Kolejne godziny okazały się być niezwykle trudne. Zadaniem kursantów było dotrzeć do punktu obozowiska, poruszając się wyłącznie na azymut, już po zmierzchu, po nierównym, lesistym terenie. Z tym zadaniem poradzili sobie wyśmienicie, jednak na miejscu byli już zmęczeni i głodni. A jedzenia nie było zbyt wiele. Pięciu dorosłych mężczyzn musiało zadowolić się.. puszką brzoskwiń konsumowaną na spółkę. Jakiś czas później, po rozpaleniu ogniska otrzymali jeszcze pstrągi. – Żeby nie było łatwo, ryby były surowe, niewypatroszone, a nasi uczestnicy nie mieli ze sobą żadnych narzędzi. Jednak najlepszą przyprawą jest głód – w kilka minut po rybach nie został żaden ślad – opisuje Piotr Marczewski.
Noc spędzona w lesie pod gołym niebem to z pewnością wyjątkowe doznanie, zwłaszcza, gdy jest zimno i pada deszcz. Zziębnięci i niewyspani kursanci rano przystąpili do ćwiczeń obozowych, ucząc się podstawowych umiejętności pozwalających przetrwać. – Niektórzy mówią, że potrafię rozpalić ognisko na tysiąc sposobów, ale, uwierzcie, wiedza wyniesiona ze szkoleń survivalowych przydaje się na co dzień, choćby do bezinwazyjnego rozpalania kominka – śmieje się Piotr Marczewski.

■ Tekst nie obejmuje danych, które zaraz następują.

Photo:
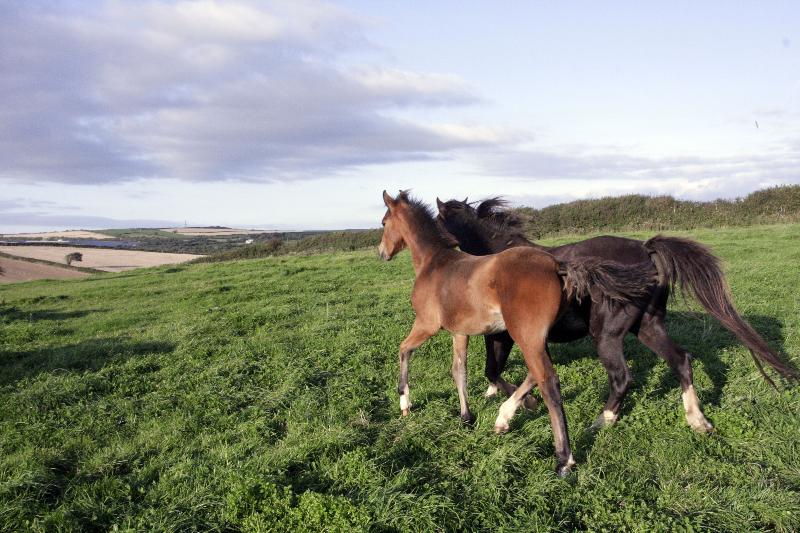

Po zajęciach wszyscy, wciąż głodni, wyruszyli w dalszą drogę, by po kilku godzinach zmierzyć się z kolejnym wyzwaniem – morsowaniem. Również z tym zadaniem wszyscy świetnie sobie poradzili, choć, większość wcale nie miała ochoty zanurzać się w lodowatej wodzie i później zakładać na mokre ciało ubrań. Na szczęście czekała na nich nagroda – w końcu zjedli ciepły posiłek, którego wcale nie było mało. – Przygotowaliśmy racje żywnościowe, jakie używane są w polskim wojsku. Po takim wysiłku wszystko smakuje wyśmienicie, więc uczestnicy nie zwracali specjalnej uwagi na to, że nie wszystko zdążyło się podgrzać na ogniu – opowiada Piotr Marczewski.
Było już wczesne popołudnie i każdemu wydawało się, że to już koniec wysiłku, ale organizatorzy przygotowali kolejne wyzwanie. Kursanci wspólnie musieli przenieść opony wypełnione kamieniami do kolejnego miejsca postoju – kilka kilometrów leśnymi ścieżkami. Powoli zaczęło brakować sił, na szczęście to było już ostatnie zadanie. Do schronu pod Urzędem Gminy trafili, kiedy zaczynało się zmierzchać. Wystarczyło jeszcze tylko pokonać kilkumetrową drabinę w dół i już znaleźli się w bezpiecznym miejscu.
– Tegoroczna ekipa była wyjątkowo zgrana, można powiedzieć, ze wszyscy porozumiewali się bez słów, dzieląc pracą i organizując zadania. Muszę przyznać, że jestem pod ogromnym wrażeniem i cieszę się, że miałem okazję spędzić z nimi czas – mówi wójt Sebastian Nowaczkiewicz.
Weekend survivalowy został wylicytowany przez jego uczestników podczas 29. Finału Wielkiej Orkiestry Świątecznej Pomocy zorganizowanego w Nowinach przez Koło Gospodyń Nowoczesnych.